Geekerella (Starfield #1)(47)



I hate that I’m falling for someone I don’t even know.





“WITH THE SOLAR FLUX CAPACITOR BREACHING critical mass, I don’t—I mean, I do—shit.” Calvin/Euci shoves away from me, shark teeth glinting. “What’s my line again?”

I beat his PA to it and intone, “With the solar flux capacitor breaching critical mass, I don’t see any other way, Your Highness.”

Calvin glares at me. “I didn’t ask you. What do you want, extra credit for knowing my lines too?”

I shrug and adjust my collar as he composes himself. The ADR shakes her head, muttering something to the director. Amon nods, checking his watch, before he signals to her again.

“All right, we’ll take an hour. Dinner break!” the ADR shouts at the crew. “And we got barbecue catering tonight! Cal, can you run your lines while you’re at dinner?”

“Yeah, yeah,” he mutters and hops off the stage.

It’s unreal how fast the techs and assistants drop their work and make a beeline for the exit. I sigh, sinking down to the edge of the fake bridge, unbuttoning my jacket collar. The set empties out faster than bleachers during halftime at a high school football game.

A PA comes to take my jacket, but I tell her I can do it myself. She’s older, college age, probably interning for cheap—or no—pay. She thumbs back to the door. “Are you coming to eat at least?”

I give her a thankful smile. “Yeah, I’ll be there in a few.”

When she’s gone, I reach into my jacket and fish out my phone. I’m getting better at hiding it. Not texting as often, doing it on breaks when no one’s watching. It sucks, and I feel like a jerk for not answering Elle quickly. But at least I answer eventually.


Elle 3:02 PM

—Day 2 of Frank the Tank at work is amazing

—He’s such a ham

—[1 attachment]


Elle 4:21 PM

—I think tonight I’ll introduce my friend to the Amara eps.

—Let her cry it out

—Although I’m not sure if she cries

—I mean, I’m going to cry

—Maybe she’s the crying-because-other-people-cry type


Elle 6:32 PM

—Do you ever wonder what would’ve happened if she had never saved his ass?

I smirk, because I know the exact answer to that.


7:43 PM

—He probably would’ve died.

—Also hi Sorry for not replying sooner

—Got in trouble for texting at work

“Oh look, it’s the Ice King doing what he does best—being antisocial.”

The sound of Jess’s voice makes me jump. I shove my phone into my jacket and spin around to face her. She’s changed out of her costume, back into yoga pants and a tank top, her dark hair pulled into a ponytail. In her hands are two plates of barbecue.

I lift a brow. “One of those for me?”

She chuckles, sitting down beside me. “I only share with social people.”

“I’m social enough.”

“You totally aren’t, dude.” She hands me a plate anyway. “How’re you supposed to work the crowd if you’re sitting over in a corner texting all day?”

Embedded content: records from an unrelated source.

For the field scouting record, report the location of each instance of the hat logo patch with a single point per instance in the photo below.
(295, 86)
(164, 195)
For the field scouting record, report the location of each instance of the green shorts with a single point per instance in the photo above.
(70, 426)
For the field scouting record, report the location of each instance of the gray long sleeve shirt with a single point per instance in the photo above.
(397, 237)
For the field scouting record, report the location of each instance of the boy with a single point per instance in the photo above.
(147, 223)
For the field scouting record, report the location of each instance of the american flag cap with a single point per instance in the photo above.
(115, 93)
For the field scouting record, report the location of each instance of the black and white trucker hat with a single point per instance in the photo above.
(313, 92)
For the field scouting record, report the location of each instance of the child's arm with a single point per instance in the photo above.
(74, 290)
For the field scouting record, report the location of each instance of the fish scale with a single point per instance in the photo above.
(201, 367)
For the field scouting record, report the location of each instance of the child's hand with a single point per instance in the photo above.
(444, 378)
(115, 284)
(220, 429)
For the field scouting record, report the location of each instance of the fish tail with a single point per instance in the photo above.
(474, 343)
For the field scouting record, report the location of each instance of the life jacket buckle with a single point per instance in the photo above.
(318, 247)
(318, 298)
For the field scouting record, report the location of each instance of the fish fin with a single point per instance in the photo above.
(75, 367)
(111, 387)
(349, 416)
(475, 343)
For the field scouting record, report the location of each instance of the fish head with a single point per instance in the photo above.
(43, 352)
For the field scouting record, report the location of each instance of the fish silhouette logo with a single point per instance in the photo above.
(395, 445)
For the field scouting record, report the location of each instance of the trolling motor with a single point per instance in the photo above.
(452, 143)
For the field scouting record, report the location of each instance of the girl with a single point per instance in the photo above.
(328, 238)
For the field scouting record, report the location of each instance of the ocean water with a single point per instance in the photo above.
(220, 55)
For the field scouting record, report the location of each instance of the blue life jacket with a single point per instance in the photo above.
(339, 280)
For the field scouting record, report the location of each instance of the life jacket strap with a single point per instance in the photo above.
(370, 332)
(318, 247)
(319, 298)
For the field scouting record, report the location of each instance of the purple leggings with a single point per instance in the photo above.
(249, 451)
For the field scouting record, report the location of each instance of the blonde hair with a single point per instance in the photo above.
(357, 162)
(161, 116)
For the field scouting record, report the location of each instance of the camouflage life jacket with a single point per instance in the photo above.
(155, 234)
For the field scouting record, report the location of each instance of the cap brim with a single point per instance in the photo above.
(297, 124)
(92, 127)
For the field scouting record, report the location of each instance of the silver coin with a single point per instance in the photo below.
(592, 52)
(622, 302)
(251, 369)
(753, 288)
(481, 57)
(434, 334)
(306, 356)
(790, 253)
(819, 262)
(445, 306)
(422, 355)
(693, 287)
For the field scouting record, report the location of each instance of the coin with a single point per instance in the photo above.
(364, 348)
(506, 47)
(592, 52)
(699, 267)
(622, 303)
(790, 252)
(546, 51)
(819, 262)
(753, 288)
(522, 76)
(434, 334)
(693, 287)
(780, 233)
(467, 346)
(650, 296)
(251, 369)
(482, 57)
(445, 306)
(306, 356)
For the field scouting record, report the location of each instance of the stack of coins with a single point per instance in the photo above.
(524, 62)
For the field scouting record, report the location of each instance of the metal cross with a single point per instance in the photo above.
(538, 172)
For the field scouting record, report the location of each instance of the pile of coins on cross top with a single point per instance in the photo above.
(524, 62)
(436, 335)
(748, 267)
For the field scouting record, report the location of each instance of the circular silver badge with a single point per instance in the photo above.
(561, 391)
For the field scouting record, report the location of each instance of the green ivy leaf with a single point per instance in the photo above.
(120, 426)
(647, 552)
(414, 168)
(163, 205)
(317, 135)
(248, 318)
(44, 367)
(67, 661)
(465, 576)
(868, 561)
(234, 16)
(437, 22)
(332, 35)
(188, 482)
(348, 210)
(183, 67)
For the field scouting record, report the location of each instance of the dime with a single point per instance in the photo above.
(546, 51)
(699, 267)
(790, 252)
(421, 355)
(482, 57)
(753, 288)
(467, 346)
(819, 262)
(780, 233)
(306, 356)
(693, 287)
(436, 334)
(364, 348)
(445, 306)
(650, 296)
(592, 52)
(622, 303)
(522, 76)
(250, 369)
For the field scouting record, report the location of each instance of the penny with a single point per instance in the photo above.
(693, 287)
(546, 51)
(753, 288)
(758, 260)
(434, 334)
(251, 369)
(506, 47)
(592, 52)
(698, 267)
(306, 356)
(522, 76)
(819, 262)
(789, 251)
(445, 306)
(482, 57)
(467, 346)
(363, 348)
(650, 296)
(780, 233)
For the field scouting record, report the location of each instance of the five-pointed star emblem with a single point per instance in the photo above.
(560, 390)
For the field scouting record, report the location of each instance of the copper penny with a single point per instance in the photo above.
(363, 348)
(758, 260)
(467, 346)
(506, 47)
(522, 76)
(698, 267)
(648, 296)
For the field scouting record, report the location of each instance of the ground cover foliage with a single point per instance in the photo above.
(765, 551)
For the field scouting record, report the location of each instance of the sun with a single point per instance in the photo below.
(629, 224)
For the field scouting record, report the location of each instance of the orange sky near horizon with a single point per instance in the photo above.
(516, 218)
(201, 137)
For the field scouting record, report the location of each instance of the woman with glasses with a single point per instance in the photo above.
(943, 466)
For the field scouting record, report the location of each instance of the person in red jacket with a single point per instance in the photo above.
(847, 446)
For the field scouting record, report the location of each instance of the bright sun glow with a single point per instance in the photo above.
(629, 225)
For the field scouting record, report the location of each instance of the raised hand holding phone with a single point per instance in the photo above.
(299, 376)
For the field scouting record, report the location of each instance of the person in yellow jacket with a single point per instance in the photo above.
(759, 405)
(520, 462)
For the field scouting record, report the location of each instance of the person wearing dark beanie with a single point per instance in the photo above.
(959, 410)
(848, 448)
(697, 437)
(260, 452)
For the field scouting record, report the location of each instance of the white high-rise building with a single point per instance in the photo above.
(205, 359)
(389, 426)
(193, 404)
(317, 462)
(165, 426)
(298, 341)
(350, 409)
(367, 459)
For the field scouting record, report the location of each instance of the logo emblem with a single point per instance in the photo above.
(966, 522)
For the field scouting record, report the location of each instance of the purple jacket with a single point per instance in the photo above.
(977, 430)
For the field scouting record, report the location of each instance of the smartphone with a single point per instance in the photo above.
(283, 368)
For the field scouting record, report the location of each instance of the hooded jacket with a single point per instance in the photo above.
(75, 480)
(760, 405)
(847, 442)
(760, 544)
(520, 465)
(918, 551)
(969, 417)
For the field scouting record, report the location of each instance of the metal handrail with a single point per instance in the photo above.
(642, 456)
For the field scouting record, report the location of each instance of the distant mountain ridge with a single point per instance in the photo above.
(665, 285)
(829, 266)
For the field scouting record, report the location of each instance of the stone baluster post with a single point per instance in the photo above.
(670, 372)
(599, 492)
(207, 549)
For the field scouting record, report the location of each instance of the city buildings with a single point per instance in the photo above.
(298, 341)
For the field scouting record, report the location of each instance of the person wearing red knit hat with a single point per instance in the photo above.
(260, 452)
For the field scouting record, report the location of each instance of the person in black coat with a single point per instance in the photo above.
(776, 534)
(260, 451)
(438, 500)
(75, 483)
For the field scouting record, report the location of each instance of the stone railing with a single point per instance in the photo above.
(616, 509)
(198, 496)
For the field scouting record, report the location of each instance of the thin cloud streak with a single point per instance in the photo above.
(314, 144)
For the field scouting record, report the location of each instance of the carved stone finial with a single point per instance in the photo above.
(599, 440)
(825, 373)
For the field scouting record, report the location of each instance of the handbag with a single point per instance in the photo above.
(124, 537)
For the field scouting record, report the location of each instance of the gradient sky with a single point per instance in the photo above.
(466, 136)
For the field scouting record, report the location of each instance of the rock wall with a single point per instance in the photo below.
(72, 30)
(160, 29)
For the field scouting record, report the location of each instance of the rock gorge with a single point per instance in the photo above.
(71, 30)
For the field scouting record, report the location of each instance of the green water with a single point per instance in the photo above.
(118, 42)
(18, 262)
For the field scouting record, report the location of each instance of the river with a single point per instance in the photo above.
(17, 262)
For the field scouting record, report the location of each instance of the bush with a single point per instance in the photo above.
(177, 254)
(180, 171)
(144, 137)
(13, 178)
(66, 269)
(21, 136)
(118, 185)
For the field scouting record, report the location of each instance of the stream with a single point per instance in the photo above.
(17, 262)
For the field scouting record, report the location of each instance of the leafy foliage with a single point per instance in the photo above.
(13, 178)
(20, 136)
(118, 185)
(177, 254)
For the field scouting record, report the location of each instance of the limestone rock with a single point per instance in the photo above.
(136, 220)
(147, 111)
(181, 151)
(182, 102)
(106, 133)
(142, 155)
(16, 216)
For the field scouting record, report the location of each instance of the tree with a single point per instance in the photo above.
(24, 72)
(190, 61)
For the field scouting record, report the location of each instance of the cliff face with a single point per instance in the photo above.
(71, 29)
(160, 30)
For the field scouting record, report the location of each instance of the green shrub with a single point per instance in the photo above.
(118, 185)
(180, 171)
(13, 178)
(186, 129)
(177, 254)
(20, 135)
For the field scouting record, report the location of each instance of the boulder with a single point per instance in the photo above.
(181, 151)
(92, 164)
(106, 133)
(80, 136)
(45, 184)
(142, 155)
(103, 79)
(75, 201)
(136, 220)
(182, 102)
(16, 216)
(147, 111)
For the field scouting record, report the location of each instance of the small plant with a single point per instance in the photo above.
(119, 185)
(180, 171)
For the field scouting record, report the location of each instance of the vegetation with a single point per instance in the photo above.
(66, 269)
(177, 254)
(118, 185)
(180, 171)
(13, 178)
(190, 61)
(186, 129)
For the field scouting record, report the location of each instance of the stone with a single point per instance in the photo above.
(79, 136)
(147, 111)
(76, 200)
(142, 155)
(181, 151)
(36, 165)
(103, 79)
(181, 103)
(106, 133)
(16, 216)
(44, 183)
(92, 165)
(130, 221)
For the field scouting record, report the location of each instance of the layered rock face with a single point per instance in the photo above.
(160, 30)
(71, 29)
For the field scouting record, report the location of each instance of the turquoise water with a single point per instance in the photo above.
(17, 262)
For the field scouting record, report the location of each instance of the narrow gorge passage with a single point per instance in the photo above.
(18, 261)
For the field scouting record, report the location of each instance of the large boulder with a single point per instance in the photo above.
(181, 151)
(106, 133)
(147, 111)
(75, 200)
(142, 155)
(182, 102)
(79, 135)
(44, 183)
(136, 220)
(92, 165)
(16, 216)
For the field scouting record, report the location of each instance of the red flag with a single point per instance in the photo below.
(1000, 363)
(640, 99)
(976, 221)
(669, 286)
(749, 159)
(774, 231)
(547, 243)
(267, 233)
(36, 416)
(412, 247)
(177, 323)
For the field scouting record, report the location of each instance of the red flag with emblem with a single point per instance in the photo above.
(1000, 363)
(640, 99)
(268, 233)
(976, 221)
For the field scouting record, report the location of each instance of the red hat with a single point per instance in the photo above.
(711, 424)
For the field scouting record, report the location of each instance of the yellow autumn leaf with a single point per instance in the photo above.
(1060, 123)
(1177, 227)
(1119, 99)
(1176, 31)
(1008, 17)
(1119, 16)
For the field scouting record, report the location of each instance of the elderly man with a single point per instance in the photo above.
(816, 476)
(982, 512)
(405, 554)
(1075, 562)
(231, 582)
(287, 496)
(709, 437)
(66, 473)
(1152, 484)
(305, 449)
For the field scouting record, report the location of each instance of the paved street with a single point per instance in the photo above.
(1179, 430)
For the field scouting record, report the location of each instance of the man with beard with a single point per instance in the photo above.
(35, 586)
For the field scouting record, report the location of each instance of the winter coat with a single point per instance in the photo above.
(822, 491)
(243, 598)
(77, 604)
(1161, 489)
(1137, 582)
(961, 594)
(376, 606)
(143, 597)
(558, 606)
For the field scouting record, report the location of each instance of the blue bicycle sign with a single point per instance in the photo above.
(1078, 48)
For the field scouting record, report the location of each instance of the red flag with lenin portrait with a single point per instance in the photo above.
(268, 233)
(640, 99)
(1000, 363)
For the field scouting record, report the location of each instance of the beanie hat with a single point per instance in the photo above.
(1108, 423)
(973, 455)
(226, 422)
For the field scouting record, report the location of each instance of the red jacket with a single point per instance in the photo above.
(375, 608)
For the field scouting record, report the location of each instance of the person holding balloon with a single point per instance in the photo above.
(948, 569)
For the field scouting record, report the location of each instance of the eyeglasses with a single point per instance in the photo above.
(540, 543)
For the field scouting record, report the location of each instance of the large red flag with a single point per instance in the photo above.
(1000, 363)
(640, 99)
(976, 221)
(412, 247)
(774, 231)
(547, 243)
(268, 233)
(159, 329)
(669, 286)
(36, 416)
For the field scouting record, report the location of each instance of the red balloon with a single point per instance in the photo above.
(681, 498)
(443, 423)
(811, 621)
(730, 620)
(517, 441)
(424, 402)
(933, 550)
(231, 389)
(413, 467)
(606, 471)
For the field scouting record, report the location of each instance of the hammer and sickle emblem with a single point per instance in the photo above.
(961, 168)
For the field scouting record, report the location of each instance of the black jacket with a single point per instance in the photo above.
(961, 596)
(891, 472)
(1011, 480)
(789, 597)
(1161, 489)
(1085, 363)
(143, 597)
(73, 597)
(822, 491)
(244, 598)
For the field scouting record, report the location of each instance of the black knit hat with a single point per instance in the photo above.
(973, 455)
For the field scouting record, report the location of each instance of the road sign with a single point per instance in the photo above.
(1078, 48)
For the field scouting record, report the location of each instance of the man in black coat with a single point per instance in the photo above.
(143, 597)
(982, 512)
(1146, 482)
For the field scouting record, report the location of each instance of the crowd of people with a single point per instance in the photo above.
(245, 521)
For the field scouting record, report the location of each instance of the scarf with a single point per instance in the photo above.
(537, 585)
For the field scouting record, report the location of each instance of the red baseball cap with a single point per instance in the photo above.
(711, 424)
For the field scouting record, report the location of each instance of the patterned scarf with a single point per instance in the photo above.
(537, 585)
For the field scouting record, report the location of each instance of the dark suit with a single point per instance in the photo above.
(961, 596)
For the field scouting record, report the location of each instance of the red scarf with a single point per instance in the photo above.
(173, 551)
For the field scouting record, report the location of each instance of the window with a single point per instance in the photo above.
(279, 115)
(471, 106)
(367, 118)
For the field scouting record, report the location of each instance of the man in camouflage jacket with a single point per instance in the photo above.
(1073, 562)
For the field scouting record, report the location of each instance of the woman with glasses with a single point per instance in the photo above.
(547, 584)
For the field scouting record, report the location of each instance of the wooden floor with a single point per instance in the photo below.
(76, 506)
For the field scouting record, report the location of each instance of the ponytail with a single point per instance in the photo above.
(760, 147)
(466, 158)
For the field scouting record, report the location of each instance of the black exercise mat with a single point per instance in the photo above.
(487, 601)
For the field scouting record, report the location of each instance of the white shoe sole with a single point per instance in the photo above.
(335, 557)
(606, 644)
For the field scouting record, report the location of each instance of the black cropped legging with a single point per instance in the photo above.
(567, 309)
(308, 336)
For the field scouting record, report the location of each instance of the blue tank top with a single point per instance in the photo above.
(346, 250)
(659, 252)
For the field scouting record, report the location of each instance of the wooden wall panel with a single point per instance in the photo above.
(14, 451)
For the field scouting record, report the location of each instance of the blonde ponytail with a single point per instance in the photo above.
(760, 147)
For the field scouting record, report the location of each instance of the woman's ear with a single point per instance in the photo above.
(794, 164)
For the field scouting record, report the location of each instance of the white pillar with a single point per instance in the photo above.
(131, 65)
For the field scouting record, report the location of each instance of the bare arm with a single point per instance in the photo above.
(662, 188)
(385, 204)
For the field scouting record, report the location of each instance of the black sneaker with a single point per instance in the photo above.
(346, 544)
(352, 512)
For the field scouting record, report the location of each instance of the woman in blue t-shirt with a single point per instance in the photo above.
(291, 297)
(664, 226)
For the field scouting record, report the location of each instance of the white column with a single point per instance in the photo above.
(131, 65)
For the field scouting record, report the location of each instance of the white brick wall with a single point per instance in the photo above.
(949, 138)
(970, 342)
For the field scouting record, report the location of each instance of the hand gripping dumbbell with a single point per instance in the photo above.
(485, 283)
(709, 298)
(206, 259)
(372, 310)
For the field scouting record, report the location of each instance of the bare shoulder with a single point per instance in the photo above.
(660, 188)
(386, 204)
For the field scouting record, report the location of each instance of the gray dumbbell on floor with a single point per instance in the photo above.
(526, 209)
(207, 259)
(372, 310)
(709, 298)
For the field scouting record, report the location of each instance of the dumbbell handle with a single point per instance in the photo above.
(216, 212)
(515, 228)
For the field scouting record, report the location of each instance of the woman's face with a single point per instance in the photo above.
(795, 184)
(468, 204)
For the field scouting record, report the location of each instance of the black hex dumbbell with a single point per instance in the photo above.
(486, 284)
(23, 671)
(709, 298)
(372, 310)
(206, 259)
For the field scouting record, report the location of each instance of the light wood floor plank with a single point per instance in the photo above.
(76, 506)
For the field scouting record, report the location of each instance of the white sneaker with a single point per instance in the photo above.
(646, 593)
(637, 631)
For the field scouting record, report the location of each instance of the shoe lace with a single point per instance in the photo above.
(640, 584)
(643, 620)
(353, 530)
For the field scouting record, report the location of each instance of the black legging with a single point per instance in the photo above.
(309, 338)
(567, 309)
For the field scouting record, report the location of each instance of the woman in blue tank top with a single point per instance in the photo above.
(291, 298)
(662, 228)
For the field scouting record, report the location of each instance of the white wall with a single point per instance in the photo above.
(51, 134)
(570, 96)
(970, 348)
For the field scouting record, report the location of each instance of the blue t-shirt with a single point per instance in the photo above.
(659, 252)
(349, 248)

“It’s not my job,” I argue, taking the plate. It smells delicious. Oh and look—she remembered not to put bread or any sort of carbs on my plate. Only protein and greens. I swear, if I can just have one piece of bread, I’ll never lie about my texting habits again. “And genius sells itself, anyway.”

Jess gives me a look. “Watch out, your ego’s showing.”

“It ain’t easy being me.”

“Hm.” She swings her legs back and forth, looking out over the soundstage. “My agent’s in talks with this indie project,” she says after a moment.

“Oh yeah?” I say through a full mouth. “Whassit ’bout?”

“This small-town girl who lives a double life as a deejay. I read the script and it’s good. It’s really good. And I’d be so good in it.”

“You have the talent.” I swallow my food. “I mean, no one can run in heels like you can.”

“Want me to stab you with one?” she threatens. I raise my hands in surrender. “It’s a good project—small but cool, you know? And I’m a perfect fit for the lead.”

But she doesn’t sound happy about it. I study her for a moment.

“Then what’s wrong?”

“Starfield,” she says simply.

“I’m…not following.”

She exhales slowly. “Starfield’s the matter. It’s got this huge following—fans are coming out of the woodwork. Those Stargunners. If they rally around this movie, pay attention to it, make it a success…”

Realization dawns. “If there are Starfield sequels, you can’t do that role.”

“It’d conflict with my contract.” She sighs. “I’m already twenty-two, Darien. And a woman. I know you love this, but my expiration date’s coming a little faster than yours. I can’t waste another three years being a space princess. Space princesses don’t win Oscars.” Morosely, she picks at her food, separating the green beans from the barbecue, her lips curved into a frown. “So much for a springboard. Maybe I should just hope it bombs—oh jeez.” She gasps and looks over at me with wide, apologetic eyes. “I’m so sorry. I didn’t mean that. It was word vomit. I know this is your dream role. I’m so sorry. I suck.”